Characterization and optimization of biomolecular circuits

Eric Klavins
Electrical Engineering
University of Washington

In vitro transcriptional networks, consisting of double stranded DNA fragments (sometimes called genelets) acting as genes, single stranded DNA strands acting as activators and repressors, and the enzymes RNA polymerase and Ribonuclease H, can be demonstrated in the lab. RNA transcribed by one genelet can activate or repress other genelets. Furthermore, the dynamical behavior of the networks can be tuned by varying the relative concentrations of the component DNA strands. For example, Kim and Winfree, who introduced this technology (Molecular Systems Biology, 2, Dec 2006), demonstrate that a network consisting of two mutually repressing genelets acts as a bistable switch.

New behaviors can be engineered by building new networks of genelets. Ideally, the dynamical behavior of a given network can be determined from the behaviors of the components, but several problems arise. First, the genelets share the available enzymes in varying proportions as genes in the networks turn on and off. Second, RNA signals from can nonspecifically bind to non-target genelets, producing crosstalk. Thus, the forward problem (predicting behavior from network structure) suffers from a lack of good models. The inverse problem (finding a structure given the desired behavior) is therefore all the more difficult and requires a new approach to modeling these systems.

In his talk, Klavins will review the technology of in vitro transcription and describe our efforts to find simple models based on optimization and search to fit experimental data. He will also discuss efforts based on these models to automatically tune transcriptional networks in the lab to produce optimal behaviors. Joint work with Josh Bishop, University of Washington.

Computational de novo enzyme design

David Baker
Biochemistry
University of Washington

Naturally occurring enzymes are incredibly efficient catalysts. They bind their substrates in a well-defined active site with precisely aligned catalytic residues to form highly active and selective catalysts, which can perform difficult chemical reactions under mild conditions. Because of their high selectivity, no naturally occurring enzymes exist for many important synthetic reactions. Hence, the design of stable enzymes with novel catalytic activities is of great practical interest with potential applications in biotechnology, biomedicine, and industrial processes. Further, the rational design of novel enzymes provides a stringent benchmark of our understanding of how enzymes work. In the past several years, there has been exciting progress in designing new biocatalysts for reactions that are catalyzed by naturally occurring enzymes.

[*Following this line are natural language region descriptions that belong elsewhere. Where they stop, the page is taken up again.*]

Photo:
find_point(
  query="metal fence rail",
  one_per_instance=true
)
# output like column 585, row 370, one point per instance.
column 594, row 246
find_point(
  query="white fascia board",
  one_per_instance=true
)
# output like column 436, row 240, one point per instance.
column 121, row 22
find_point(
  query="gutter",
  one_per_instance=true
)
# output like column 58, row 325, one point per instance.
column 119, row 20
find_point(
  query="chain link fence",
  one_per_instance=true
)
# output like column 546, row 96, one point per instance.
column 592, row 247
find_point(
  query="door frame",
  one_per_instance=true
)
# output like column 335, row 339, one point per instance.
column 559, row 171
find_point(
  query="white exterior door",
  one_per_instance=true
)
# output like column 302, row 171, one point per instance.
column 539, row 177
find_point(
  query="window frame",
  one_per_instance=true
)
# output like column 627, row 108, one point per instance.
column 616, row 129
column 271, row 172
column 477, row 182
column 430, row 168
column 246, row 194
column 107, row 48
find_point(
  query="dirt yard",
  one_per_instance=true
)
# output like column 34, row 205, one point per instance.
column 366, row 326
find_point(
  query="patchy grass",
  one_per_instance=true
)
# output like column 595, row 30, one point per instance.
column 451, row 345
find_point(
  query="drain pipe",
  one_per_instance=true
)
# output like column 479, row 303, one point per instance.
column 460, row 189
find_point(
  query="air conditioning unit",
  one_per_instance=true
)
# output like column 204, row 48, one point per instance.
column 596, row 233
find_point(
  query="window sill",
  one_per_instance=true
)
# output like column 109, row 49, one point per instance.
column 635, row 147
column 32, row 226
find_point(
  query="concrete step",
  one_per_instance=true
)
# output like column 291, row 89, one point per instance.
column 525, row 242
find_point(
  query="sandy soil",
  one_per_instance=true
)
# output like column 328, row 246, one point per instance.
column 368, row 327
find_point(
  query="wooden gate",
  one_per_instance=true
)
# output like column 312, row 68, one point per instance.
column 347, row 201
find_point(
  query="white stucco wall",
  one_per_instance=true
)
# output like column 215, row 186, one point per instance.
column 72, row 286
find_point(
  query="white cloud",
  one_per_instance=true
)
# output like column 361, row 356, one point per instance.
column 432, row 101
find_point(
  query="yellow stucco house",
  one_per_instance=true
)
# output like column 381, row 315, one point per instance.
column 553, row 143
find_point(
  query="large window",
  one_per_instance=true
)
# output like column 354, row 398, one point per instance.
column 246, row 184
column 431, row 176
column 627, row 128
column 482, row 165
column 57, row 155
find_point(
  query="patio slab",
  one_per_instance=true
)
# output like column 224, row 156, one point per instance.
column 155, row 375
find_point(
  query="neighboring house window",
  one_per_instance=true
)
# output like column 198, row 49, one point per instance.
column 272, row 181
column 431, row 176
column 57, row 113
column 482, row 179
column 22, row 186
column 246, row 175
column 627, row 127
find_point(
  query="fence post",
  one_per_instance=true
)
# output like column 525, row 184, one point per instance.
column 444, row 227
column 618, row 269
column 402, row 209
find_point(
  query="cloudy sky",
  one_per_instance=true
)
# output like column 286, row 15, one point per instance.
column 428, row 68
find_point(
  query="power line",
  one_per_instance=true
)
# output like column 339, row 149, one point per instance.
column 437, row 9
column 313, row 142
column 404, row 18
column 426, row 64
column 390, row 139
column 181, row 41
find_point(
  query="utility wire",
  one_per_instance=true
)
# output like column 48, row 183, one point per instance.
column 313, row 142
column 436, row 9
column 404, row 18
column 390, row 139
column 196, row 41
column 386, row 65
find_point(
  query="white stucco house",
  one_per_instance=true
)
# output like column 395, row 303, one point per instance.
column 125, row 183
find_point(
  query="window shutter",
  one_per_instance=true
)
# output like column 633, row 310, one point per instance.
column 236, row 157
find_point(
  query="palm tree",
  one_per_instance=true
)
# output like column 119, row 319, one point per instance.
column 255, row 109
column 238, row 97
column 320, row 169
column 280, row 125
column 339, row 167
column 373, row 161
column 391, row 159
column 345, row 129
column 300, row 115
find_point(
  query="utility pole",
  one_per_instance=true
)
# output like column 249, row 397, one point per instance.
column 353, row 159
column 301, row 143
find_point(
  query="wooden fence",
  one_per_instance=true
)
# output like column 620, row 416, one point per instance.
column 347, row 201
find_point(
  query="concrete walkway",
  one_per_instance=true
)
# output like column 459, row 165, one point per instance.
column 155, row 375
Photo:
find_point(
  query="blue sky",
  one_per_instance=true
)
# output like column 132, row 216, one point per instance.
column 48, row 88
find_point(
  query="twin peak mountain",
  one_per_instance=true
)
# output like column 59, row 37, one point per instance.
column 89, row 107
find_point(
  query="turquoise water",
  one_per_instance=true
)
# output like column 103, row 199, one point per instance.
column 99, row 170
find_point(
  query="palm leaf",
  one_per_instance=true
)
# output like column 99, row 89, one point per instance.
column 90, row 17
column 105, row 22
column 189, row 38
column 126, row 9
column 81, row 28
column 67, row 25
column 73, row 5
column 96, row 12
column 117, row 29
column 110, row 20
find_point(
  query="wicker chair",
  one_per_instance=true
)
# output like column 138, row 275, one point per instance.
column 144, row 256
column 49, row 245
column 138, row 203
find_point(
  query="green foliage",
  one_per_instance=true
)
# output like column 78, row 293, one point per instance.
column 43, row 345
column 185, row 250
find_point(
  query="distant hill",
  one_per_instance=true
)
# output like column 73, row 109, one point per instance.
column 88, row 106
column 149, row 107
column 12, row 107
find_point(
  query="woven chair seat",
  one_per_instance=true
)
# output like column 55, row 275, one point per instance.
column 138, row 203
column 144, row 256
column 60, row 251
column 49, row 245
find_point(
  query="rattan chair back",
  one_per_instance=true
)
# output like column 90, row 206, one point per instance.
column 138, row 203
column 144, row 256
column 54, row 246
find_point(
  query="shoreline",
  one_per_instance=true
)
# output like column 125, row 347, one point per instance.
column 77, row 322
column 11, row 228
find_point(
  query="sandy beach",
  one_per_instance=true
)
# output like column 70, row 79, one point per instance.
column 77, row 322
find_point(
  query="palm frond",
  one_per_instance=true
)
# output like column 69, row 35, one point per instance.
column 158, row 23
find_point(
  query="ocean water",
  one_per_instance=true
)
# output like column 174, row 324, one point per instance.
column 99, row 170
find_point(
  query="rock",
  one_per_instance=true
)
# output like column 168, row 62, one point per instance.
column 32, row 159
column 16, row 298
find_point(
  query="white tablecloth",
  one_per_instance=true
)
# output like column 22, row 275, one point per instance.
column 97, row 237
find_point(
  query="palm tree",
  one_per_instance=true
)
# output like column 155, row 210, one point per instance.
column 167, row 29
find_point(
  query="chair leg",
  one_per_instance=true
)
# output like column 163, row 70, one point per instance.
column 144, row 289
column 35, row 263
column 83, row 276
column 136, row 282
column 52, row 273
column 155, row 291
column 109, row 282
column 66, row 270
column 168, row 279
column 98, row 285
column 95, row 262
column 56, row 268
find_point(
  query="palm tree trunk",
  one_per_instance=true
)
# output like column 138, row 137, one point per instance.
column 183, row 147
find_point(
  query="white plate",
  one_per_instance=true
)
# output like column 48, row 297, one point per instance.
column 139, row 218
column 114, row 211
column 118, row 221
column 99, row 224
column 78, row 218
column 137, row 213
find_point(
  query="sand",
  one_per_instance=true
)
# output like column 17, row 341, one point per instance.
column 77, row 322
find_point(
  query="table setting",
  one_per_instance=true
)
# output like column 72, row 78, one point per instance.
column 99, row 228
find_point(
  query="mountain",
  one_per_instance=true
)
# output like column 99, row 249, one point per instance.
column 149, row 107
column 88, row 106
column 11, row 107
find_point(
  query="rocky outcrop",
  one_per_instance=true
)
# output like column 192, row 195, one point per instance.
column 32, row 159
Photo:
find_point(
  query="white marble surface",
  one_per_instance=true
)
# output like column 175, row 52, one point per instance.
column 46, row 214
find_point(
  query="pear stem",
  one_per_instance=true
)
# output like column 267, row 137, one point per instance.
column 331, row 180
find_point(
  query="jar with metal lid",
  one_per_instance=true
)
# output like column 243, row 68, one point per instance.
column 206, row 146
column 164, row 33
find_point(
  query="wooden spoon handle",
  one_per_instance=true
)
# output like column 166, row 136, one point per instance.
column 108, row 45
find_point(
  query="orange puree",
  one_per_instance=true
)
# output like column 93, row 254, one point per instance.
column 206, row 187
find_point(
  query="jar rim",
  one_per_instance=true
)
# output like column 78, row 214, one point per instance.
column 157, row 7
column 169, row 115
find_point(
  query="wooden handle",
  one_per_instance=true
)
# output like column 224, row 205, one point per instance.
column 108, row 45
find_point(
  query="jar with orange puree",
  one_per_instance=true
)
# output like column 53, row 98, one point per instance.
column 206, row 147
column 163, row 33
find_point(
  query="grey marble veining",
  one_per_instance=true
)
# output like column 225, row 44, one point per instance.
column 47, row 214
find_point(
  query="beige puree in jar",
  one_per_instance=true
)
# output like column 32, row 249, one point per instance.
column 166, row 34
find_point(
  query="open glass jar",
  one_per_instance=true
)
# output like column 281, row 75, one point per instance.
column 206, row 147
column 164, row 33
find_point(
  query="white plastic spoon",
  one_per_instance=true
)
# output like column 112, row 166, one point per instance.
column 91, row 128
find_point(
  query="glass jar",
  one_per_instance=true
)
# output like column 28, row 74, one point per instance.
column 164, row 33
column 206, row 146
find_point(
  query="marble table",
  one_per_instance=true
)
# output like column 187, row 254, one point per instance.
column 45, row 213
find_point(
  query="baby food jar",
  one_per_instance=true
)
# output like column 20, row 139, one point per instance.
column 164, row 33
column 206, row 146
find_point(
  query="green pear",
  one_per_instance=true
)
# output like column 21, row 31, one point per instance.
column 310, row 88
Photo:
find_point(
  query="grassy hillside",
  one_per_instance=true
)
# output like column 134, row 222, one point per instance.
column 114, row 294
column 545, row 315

In this talk, David Baker will review computational approaches to enzyme design, focusing in particular on the Rosetta Match algorithm (Zanghellini et al., Protein Science, 15:2785-2794, 2006). He will describe the computational design of twelve novel enzymes which utilize one of two different mechanisms to catalyze the Kemp elimination reaction (Hellfelder et al., J. Amer. Chem. Soc., 122:1022, 2000) with experimentally measured rate enhancements. Mutational analysis confirms that catalysis depends on the computationally designed active sites, and the high resolution crystal structure of one of the designs illustrates that the models have close to atomic accuracy. Application of in vitro evolution methodologies to enhance the computational designs produced more than a 100 fold increase in enzymatic activity. Both the crystal structure and the in vitro evolution results provide insight into routes for improving the computational design procedure. Taken together, the results demonstrate the power of the combination of computational protein design and molecular evolution for creating novel
enzymes, enabling the creation of a wide range of useful new catalysts using this combination in the years to come. Joint work with Daniela Grabs-Rothlisberger, University of Washington.